Don’t Let TV Become Your Relationship’s Third Wheel
There's nothing in this world quite like the bond between a man and a woman in love. Although a close second might be the bond between a man and a woman and their Netflix account once love becomes a committed relationship. Call it the triangle of domesticity if you will, but the truth of the matter is that you can practically set your watch to that point in every relationship when TV becomes the official third wheel.
It generally starts off with a quiet Sunday night on the couch in front of Downton Abby. Then suddenly a soft addiction erupts over the newest season of The Bachelor. Before you know it you've cut all social ties in order to stay in on Friday nights binge watching third-rate Dutch television on Hulu Plus. Appointment TV becomes clear my calendar, stock the fridge, and unplug the phone TV. Needless to say, this is probably not the greatest way to spend the early years of your domestic union.
Now, I totally get that one of the highlights of a committed relationship is no longer having to pretend you enjoy noisy, crowded clubs and bars anymore. But with TV, what starts off as a nice quiet alternative to an overly chaotic social life often becomes the glowing rectangular albatross hanging around the neck of your relationship. Not only do you start ignorimg the world outside, you also start ignoring each other. You might scoff at the possibility of this, but according to Nielsen, the average American watches 5 hours a day of TV. Add that to a 9-hour workday, plus 6 or 7 hours a day for sleep, and suddenly that person you used to be head-over-heels in love is nothing more than a roommate who helps defray the cost of your cable bill.

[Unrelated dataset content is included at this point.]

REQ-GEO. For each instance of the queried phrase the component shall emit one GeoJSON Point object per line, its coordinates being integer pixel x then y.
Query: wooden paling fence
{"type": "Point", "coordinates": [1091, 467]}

Trust me, if my grandparents are anything to go by, you'll have more than enough time to sit in front of the TV together when you get old. But for now, especially while you are in the earlier stages of a marriage or a serious relationship, it's important to spend quality time together unmediated by a Kardashian or a flesh-eating zombie. TV should not be an ever-present companion whenever you spend time together. If anything, it should be more like a weird cousin who you only see on holidays and special occasions.
Of course, if you're not sure how to go about weaning yourself from TV, a good trick I've found is to limit yourselves to one or two favorite shows each, and then maybe one show that you both like together. This way you're looking at maybe 4-5 hours of TV a week rather than 4-5 hours of TV a day. But if you find that you just can't reign it in like that, maybe it's a good idea to cut the cord completely and go without TV for a while. Who knows, you might even find that you actually prefer talking to each other instead. Crazier things have happened.